So, this was a bit heavy for reading at 9am on a Monday, but nevertheless, I understand the point of this reading. Ding's style in this piece was (or what my understanding is) what our next paper is supposed to have the tone of. It is about the different methods of comparative rhetoric as Confucius defined it as the cross-cultural study of rhetorical traditions as they exist or have existed in different societies around the world.
The overall layout of the piece began by giving a historical context for virtue-centered rhetoric, and how Ding plans to achieve the goals set by Liu and Mao by examining non-Western rhetorical text and within that text's historical, political, and cultural context. Ding's first methods include conducing a piece-by-piece analyses of each important text and author and then put them together into a larger picture.

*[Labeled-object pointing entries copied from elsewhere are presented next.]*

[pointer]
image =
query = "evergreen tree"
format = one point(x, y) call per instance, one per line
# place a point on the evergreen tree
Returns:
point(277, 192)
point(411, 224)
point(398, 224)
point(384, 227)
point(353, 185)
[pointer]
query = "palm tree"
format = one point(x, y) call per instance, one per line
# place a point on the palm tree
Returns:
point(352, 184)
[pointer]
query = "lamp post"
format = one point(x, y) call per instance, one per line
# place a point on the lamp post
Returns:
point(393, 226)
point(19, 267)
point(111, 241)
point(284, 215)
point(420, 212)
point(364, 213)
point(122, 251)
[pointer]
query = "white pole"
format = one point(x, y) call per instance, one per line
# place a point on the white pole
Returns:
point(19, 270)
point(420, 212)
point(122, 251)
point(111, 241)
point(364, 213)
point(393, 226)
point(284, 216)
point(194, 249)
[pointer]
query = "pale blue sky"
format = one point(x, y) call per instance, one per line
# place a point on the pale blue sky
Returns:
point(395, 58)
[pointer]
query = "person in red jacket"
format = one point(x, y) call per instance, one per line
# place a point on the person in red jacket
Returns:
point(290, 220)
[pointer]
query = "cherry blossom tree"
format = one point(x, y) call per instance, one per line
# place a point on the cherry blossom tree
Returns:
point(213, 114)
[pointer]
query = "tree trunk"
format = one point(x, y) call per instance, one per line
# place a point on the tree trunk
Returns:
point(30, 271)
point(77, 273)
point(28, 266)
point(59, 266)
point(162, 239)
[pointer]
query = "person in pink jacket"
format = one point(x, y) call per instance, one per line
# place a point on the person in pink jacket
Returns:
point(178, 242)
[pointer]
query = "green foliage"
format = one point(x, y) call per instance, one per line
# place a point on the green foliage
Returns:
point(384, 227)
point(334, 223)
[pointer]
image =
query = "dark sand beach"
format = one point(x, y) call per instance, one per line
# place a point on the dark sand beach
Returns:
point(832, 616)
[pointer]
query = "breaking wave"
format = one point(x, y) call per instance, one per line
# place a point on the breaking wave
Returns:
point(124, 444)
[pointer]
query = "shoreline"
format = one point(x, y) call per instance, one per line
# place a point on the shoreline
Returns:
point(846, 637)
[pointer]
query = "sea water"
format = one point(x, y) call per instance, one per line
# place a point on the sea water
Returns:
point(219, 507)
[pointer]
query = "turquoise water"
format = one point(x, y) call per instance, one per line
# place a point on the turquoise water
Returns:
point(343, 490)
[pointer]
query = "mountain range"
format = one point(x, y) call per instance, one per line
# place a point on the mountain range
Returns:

The pieces that he seemed to focus on the most was the Analects from Confucius, which was a span of writing collected and recorded over 230 years after his death. 20 of these years encompasses all but the last 20 years of during the first political unity of China by Emperor Qing. His analyses were both by computer and hand-tagged keyword extraction, analyzing a handful of words and how often they occurred, their distribution, and the word meaning to isolate the word from its surrounding context and to analyze it in that context. Overall, Ding found that Confucius's main ideology was that only through virtue can a rule ensure the effectiveness of his orders and that his nation will follow suit.